Ces deux visages de femmes que la peintre dessina lors de son premier internement pour dépression nerveuse en 1929 à l’hôpital de Hambourg- Friedrichsberg, appartiennent à la série de « Têtes de Friedrichsberg ». 60 portraits de femmes saisies à l’intérieur de l’hôpital, qui constituent le témoignage exceptionnel d’une mémoire arrachée à l’oubli. 60 femmes, ses sœurs d’âme, déjà abandonnées de leur vivant par leurs proches, qui finiront une dizaine d’années plus tard ( comme l’artiste elle-même ) par être les premières gazées du programme d’euthanasie national-socialiste T4 des malades mentaux et autres « handicapés », en prélude funèbre à l’extermination des juifs. Auparavant, en 1932 Elfriede Lohse-Wächtler fut encore internée pour schizophrénie, déclarée « incapable », puis stérilisée de force. Sa créativité artistique en a été définitivement avortée.

Illustration 2
Dessin de la série de « Têtes de Friedrichsberg »

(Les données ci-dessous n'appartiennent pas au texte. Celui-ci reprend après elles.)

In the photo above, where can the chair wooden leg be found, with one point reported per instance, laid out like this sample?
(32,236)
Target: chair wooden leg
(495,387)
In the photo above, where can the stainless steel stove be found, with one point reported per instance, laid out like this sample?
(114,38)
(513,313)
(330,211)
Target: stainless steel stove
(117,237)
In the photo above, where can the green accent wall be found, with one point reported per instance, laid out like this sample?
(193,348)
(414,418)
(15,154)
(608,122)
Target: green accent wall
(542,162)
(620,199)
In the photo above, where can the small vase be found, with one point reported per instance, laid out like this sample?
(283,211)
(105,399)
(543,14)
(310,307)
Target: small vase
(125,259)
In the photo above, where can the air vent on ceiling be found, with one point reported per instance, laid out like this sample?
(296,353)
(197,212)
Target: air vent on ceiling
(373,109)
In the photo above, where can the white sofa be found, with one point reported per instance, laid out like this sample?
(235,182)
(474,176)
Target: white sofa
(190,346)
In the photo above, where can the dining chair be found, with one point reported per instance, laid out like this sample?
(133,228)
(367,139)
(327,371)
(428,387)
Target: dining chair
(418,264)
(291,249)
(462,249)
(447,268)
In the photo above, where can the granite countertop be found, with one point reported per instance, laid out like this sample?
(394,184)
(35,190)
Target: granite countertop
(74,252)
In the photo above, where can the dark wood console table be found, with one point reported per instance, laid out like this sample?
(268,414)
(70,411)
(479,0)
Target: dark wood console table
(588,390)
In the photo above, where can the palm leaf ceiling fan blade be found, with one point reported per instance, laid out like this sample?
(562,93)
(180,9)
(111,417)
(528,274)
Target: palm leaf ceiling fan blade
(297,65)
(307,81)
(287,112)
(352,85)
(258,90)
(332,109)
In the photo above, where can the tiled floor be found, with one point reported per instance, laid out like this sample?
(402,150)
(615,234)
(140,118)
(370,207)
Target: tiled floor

Celle qui commença sa vie en résistant au refus paternel de reconnaître sa propre vocation artistique, et constitua une œuvre d’autant plus bouleversante qu’elle fut conquise sur l’instabilité économique et la misère, jusqu’à vivre sans-abri après la crise de 29, resta oubliée pendant une soixantaine d’années, pour être lentement redécouverte à la fin des années 1980. Ne fut-elle pas, pourtant, une sorte de Niki de Saint Phalle de la république de Weimar, qui s’affranchit dès l’âge de ses 16 ans de son milieu familial, en allant suivre des cours à l’Académie des beaux-arts de Dresde, pour rejoindre la bohème en se liant d’amitié avec les artistes de la Sécession, aux côtés du peintre Otto Dix, ainsi que du dadaïste Johannes Baader ? N’était-elle pas cette peintre qui savait s’immerger dans la vie des plus pauvres, dessinant les ouvriers et les prostituées du port de Hambourg ou plus tard ces portraits de femmes internées, sans lesquels on aurait, aujourd’hui, oublié à jamais le visage ?

Illustration 3
Portrait d’Elfriede Lohse-Wächtler

Petites morales à retenir de l’Art dégénéré 

L’exposition sur l’art dégénéré en cours au Musée Picasso doit nous rappeler que l’attitude qu’ont eus les différents pouvoirs vis-à-vis de la maladie mentale, peut devenir un critère d’évaluation des cultures. Pour résumer nous pouvons dire, qu’il y a des périodes d’heureuses rencontres entre la folie et l’art : celles de l’Antiquité grecque (la "divine folie") ; de la Renaissance ou du romantisme et celles des avant-gardes artistiques des premières années du XXe siècle, comme l’influence décisive du surréalisme et sa rencontre avec la psychanalyse en France. Enfin plus proches de nous, les travaux des psychiatres comme Lucien Bonnafé, François Tosquelles ou Jean Oury en France, pour humaniser la psychiatrie, accompagnent les réflexions de scientifiques et philosophes aussi divers que Georges Canguilhem, Gaston Bachelard, Michel Foucault ou Gilles Deleuze. Tous ont participé à cette mutation du regard sur ce qu’on nomme la folie, et plus généralement sur la maladie mentale. Epoques de tolérance réciproque entre la folie et la société, où l’homme accepte cette part maudite de lui-même en reconnaissant des droits à la folie, en acceptant la maladie et la souffrance comme des ingrédients nécessaires d’une vie intense et artiste. Bien plus, il semble souvent nécessaire de mettre en complicité « folie » et « humanité », en sachant comme le dit Gilles Deleuze, « qu’on n’a jamais pensé que par elle et sur ses bords, et que tout ce qui fut bon et grand dans l’humanité entre et sort par elle, chez des gens prompts à se détruire eux-mêmes, et que plutôt la mort que la santé qu’on nous propose. »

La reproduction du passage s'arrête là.